4. Eine besondere Herausforderung für die Konfliktvermittlung besteht darin, dass der BR bzw. PR Gremien sind, die für sich per Beschluss ihren Willen kundgeben. Es stellt sich das Principal-Agent-Problem. Nimmt das gesamte Gremium an den Mediationsgesprächen teil, was m.E. nicht selten ist, vor allem, wenn der BR Konfliktpartei ist, stellt sich das Problem freilich nicht. Sind allerdings lediglich Vertreter anwesend, dann ist die Rückkopplung der Inhalte und Absprachen zu beachten, der Umfang des Verhandlungsmandats sowie die ggf.

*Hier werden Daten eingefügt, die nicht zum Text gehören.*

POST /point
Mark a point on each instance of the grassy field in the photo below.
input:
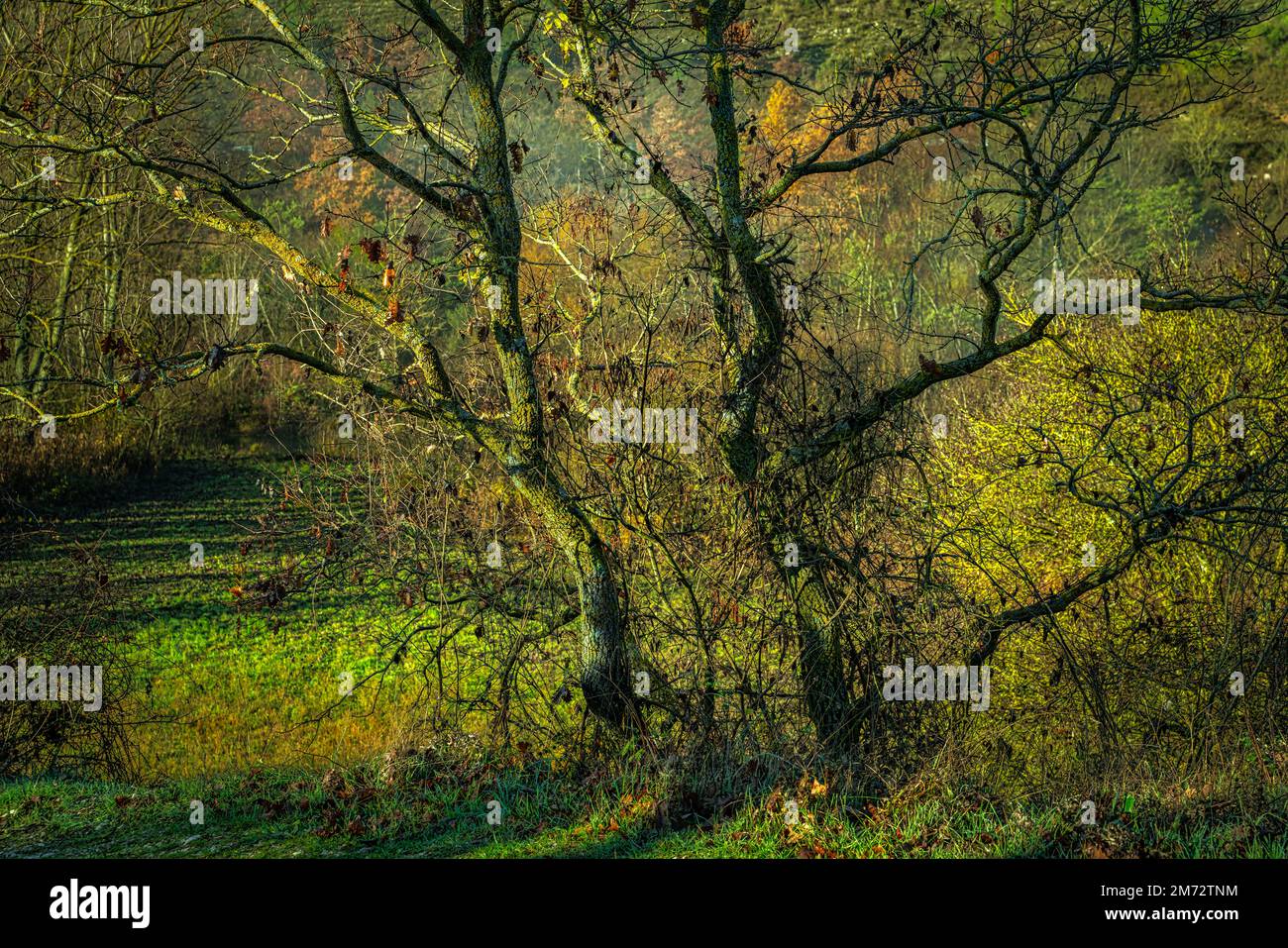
(241, 683)
(542, 814)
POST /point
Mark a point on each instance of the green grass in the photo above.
(241, 687)
(239, 681)
(548, 814)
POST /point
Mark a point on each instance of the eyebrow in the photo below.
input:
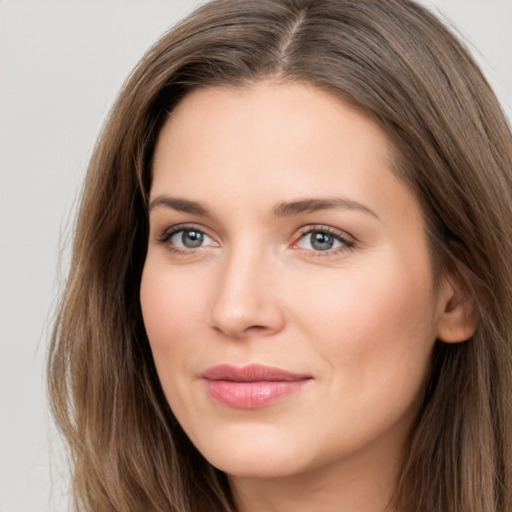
(178, 204)
(284, 209)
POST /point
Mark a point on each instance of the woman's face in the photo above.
(279, 237)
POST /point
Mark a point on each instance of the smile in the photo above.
(253, 386)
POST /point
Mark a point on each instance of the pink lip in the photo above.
(252, 386)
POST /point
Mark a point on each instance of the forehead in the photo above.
(272, 142)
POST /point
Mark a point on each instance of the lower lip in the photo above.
(252, 395)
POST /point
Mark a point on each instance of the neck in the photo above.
(363, 483)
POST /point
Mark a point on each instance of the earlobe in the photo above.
(459, 320)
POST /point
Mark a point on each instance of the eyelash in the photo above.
(347, 242)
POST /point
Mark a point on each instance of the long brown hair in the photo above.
(394, 61)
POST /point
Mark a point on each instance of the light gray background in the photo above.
(61, 65)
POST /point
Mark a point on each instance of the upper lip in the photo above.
(251, 373)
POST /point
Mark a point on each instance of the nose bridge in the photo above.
(243, 301)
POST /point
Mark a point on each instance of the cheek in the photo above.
(375, 327)
(171, 310)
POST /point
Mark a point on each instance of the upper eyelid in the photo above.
(298, 233)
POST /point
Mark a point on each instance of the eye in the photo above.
(323, 239)
(183, 239)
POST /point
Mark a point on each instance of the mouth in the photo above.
(253, 386)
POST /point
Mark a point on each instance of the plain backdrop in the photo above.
(61, 65)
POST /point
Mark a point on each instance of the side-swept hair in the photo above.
(395, 62)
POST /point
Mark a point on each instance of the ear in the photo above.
(459, 319)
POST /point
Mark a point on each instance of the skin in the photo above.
(360, 319)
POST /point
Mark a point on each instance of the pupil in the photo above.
(192, 239)
(321, 241)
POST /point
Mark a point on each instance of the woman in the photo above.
(291, 286)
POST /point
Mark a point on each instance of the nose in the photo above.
(245, 297)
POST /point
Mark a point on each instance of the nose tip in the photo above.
(244, 304)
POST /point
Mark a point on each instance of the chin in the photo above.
(254, 456)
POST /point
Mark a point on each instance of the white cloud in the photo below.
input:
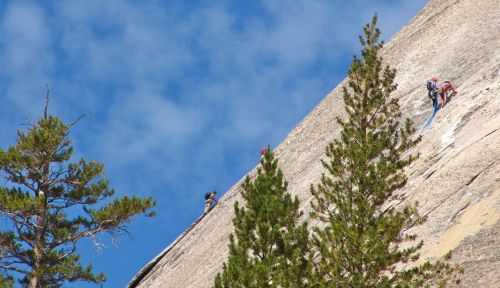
(26, 57)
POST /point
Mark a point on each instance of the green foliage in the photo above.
(361, 242)
(52, 204)
(269, 246)
(6, 281)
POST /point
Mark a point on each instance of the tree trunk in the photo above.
(36, 276)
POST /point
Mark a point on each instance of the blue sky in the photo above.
(183, 93)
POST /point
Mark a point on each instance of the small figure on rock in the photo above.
(210, 201)
(443, 91)
(432, 90)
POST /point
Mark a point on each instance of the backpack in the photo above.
(430, 92)
(429, 85)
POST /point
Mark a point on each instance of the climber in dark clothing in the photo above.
(433, 90)
(210, 201)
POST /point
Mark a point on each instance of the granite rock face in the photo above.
(456, 180)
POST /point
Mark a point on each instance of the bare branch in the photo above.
(80, 117)
(47, 96)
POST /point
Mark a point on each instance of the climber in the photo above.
(432, 90)
(210, 201)
(443, 91)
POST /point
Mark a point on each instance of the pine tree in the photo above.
(269, 246)
(52, 203)
(360, 243)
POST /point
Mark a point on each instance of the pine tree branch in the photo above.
(15, 269)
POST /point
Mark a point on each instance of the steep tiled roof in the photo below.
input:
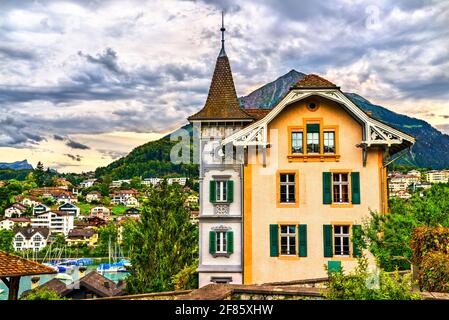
(13, 266)
(314, 81)
(222, 100)
(258, 113)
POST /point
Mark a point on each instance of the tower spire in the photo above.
(222, 51)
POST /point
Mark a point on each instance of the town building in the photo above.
(56, 221)
(100, 212)
(93, 196)
(12, 223)
(15, 210)
(88, 183)
(437, 176)
(33, 238)
(86, 236)
(40, 208)
(284, 191)
(70, 208)
(118, 183)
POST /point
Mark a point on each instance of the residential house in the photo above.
(28, 201)
(100, 212)
(12, 223)
(121, 197)
(15, 210)
(94, 222)
(87, 183)
(86, 236)
(437, 176)
(118, 183)
(180, 181)
(152, 181)
(300, 177)
(30, 238)
(56, 221)
(70, 208)
(93, 196)
(40, 208)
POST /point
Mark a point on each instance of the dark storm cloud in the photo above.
(76, 145)
(74, 157)
(12, 133)
(15, 53)
(108, 59)
(58, 137)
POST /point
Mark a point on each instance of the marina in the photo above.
(69, 275)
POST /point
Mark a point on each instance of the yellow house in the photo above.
(284, 192)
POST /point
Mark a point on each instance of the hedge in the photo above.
(434, 272)
(426, 240)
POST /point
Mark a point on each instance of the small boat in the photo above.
(64, 276)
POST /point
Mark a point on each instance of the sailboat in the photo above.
(119, 266)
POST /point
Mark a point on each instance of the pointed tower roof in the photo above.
(222, 102)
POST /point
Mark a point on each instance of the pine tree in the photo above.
(164, 242)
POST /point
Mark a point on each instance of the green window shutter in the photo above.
(274, 240)
(230, 189)
(355, 183)
(333, 266)
(302, 240)
(212, 242)
(327, 188)
(230, 241)
(356, 239)
(328, 241)
(313, 127)
(212, 190)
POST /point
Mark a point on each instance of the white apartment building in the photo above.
(55, 221)
(30, 238)
(437, 176)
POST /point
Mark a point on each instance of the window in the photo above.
(297, 142)
(329, 142)
(341, 240)
(221, 242)
(340, 183)
(221, 190)
(287, 188)
(288, 240)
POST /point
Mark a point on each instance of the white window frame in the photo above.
(340, 183)
(326, 141)
(222, 242)
(290, 237)
(221, 190)
(341, 235)
(288, 184)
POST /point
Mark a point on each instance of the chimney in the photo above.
(35, 282)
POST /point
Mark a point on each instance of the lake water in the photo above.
(25, 282)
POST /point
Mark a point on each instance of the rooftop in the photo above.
(14, 266)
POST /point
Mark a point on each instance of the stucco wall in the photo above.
(311, 211)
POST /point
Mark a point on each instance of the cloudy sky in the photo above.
(84, 82)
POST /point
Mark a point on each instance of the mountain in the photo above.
(18, 165)
(153, 158)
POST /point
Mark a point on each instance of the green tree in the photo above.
(6, 240)
(42, 294)
(388, 236)
(164, 242)
(364, 285)
(107, 237)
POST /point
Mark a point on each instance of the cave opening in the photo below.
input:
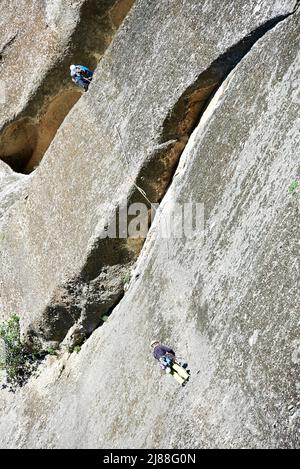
(24, 142)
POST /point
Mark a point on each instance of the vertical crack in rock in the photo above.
(24, 141)
(78, 306)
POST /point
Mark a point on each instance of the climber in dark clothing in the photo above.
(165, 355)
(81, 75)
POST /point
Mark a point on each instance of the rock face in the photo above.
(226, 298)
(36, 50)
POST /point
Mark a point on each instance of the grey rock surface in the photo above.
(227, 299)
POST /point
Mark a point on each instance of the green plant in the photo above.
(13, 358)
(126, 278)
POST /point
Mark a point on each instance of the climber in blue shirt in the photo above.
(81, 75)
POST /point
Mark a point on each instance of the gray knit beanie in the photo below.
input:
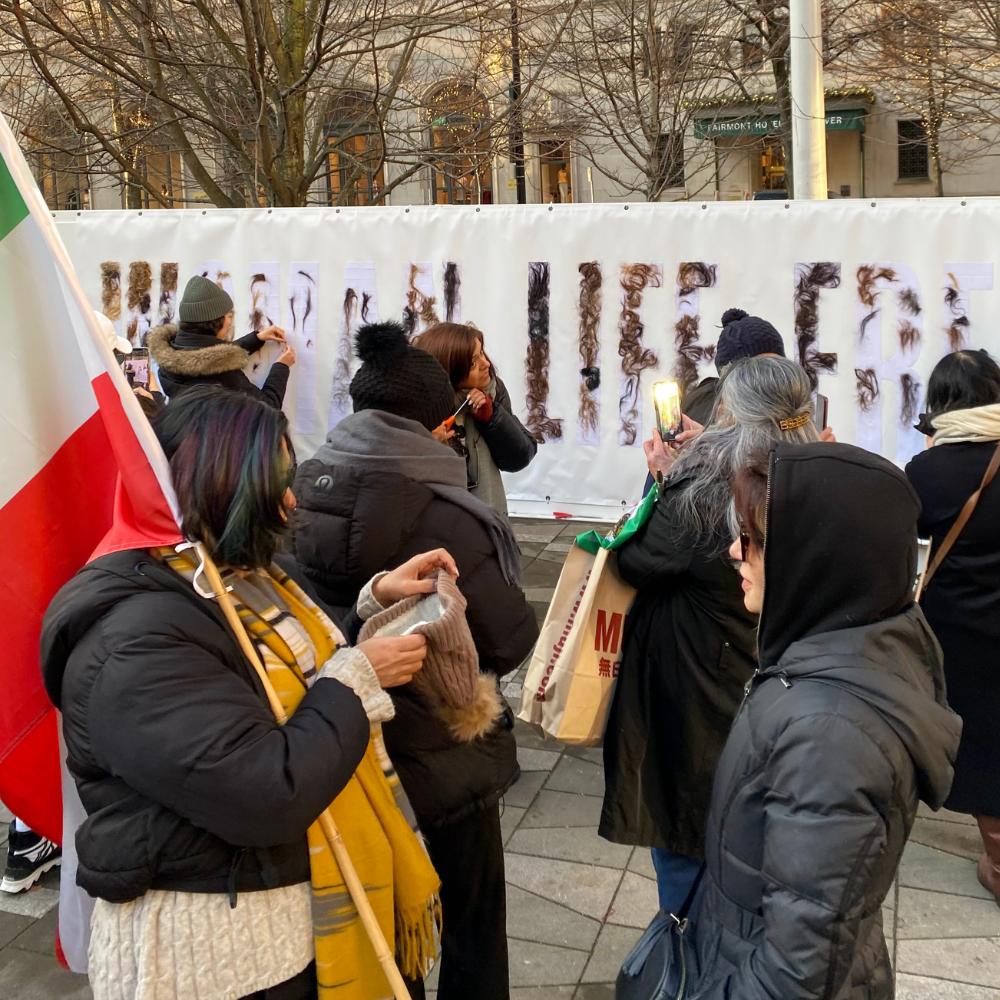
(467, 701)
(203, 301)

Verführungssituation, ein doppeltes Spiel zu spielen, sei es, dass das abwesende Gremium genutzt wird, um in der Mediation nichts zu entscheiden, sei es, dass das Gremium hintergangen wird bzw. das in der Mediation – vielleicht auch fahrlässig – provoziert wird.
Aber dazu in einer eigenen Episode demnächst mehr.
Das war’s für dieses Mal, vielen Dank fürs Zuhören, und vielleicht konntest Du die ein oder andere Idee für einen Deiner Fälle entwickeln, weiterspinnen und Entscheidungen treffen. Dafür wünsche ich gutes Gelingen!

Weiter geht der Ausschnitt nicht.